Tuesday, September 15, 2015

If eating people is wrong (on film), I don't wanna be right.

At first glance the Sawyer family from The Texas Chainsaw Massacre are not typical monsters. This clan does not transform, The Sawyers do not have super-human abilities or come from a distant universe. In fact, I think it is debatable if they are monsters at all. I had a hard time defining what a monster was in our last assignment. When I started to list all the different "monsters" in my mind, I realized there was not a lot in common from character to character. Jeffrey Jerome Cohen's article "Monster Culture (Seven Theses)" helped me to sort out and make some connections between TCM and monster theory. Cohen defines monstrum  as "that which warns" or "reveals" a "projection". Letherface, Grandpa, Hitchhiker, etc are classics projections of fear, they are the one handed man scraping your car, the Boogeyman, the man in the van offering you candy. lurking in an old farm house in the middle of nowhere, hidden from a modern world. They are literally a mysterious death behind a door. Be scared of the unknown children. As said in thesis 5 "...curiosity is more often punished than rewarded.."

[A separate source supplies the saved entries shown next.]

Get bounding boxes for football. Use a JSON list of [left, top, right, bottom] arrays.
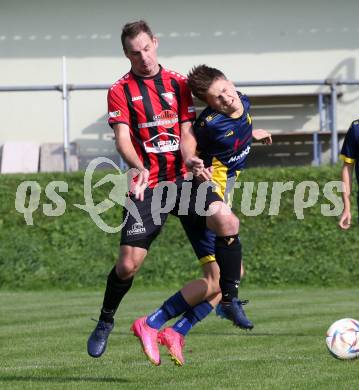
[[326, 318, 359, 360]]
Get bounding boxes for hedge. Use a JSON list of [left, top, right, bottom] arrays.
[[0, 164, 357, 289]]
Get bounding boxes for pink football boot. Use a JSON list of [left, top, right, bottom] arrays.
[[158, 327, 185, 366], [131, 316, 161, 366]]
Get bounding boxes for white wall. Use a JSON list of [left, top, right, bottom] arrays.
[[1, 0, 358, 166]]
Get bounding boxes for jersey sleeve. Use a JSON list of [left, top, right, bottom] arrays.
[[340, 122, 359, 163], [107, 84, 130, 127], [178, 79, 196, 123]]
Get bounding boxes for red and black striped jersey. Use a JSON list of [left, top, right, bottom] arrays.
[[108, 66, 196, 187]]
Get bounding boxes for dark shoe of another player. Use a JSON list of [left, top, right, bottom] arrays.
[[87, 319, 114, 358], [216, 298, 254, 330]]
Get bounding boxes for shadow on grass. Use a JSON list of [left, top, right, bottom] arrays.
[[0, 376, 129, 384]]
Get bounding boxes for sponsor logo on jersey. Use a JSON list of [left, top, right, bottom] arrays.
[[152, 110, 178, 129], [127, 222, 146, 236], [131, 95, 143, 101], [228, 145, 251, 163], [233, 133, 252, 152], [138, 110, 178, 129], [225, 130, 234, 137], [161, 92, 175, 105], [144, 133, 180, 153], [108, 110, 121, 118], [205, 112, 219, 122]]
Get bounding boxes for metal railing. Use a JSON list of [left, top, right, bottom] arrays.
[[1, 59, 358, 170]]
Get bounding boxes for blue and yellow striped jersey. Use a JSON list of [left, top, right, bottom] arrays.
[[193, 94, 253, 201], [340, 120, 359, 183]]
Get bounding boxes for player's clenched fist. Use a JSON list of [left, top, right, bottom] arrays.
[[185, 156, 204, 176]]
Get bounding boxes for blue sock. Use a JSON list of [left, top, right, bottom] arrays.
[[146, 291, 191, 330], [173, 301, 213, 336]]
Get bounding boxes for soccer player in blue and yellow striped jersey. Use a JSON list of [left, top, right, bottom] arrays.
[[184, 64, 271, 328], [131, 65, 271, 367], [194, 88, 253, 204], [339, 119, 359, 229], [187, 65, 271, 204]]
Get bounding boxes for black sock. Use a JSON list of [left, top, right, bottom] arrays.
[[99, 266, 133, 323], [215, 235, 242, 302]]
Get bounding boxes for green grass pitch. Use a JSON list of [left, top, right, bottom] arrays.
[[1, 287, 358, 389]]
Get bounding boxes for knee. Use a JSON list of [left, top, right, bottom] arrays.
[[208, 213, 239, 236], [227, 214, 239, 234], [218, 214, 239, 236], [116, 256, 139, 279]]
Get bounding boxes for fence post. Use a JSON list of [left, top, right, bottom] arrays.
[[62, 56, 70, 172], [329, 80, 338, 164]]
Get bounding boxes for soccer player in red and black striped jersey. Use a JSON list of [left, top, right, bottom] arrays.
[[108, 58, 195, 187], [87, 20, 223, 365], [87, 21, 254, 366]]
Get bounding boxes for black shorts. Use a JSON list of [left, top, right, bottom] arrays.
[[120, 177, 221, 264]]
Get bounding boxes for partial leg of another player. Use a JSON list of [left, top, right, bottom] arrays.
[[157, 260, 246, 366], [157, 261, 222, 366], [206, 201, 253, 330], [131, 207, 252, 365], [132, 260, 221, 366]]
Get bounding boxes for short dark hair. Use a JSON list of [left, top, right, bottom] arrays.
[[187, 65, 226, 101], [121, 20, 154, 52]]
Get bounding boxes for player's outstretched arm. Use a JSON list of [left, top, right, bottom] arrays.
[[252, 129, 272, 144], [339, 162, 354, 230]]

      Cohen has the view that the monster "always escapes": The Ogre, Alien, Vampires.  TCM has had numerous sequels and reboots. In the original movie Leatherface does not  die, the last shot is a man dancing with his chainsaw. It is explained that that there is a lineage of deviant behavior in the Sawyer line. When Grandpa is brought down we sense these monsters have always been and will always be.
    As Cohen writes on the monster being at, "the gates of difference", it is an obvious point that the victims in TCM represent normal teenagers (at least for their time). Good looking young people going on a trip, trying to have fun. It is the monstrous, redneck yokels (perhaps inbred) robbing graves and cannibalizing these good hear-ted youngsters (pun intended).  The word "Darwinian" is used in the article and how some have tried to pull monsters into normal culture. TCM proves it best to let the dragon lie.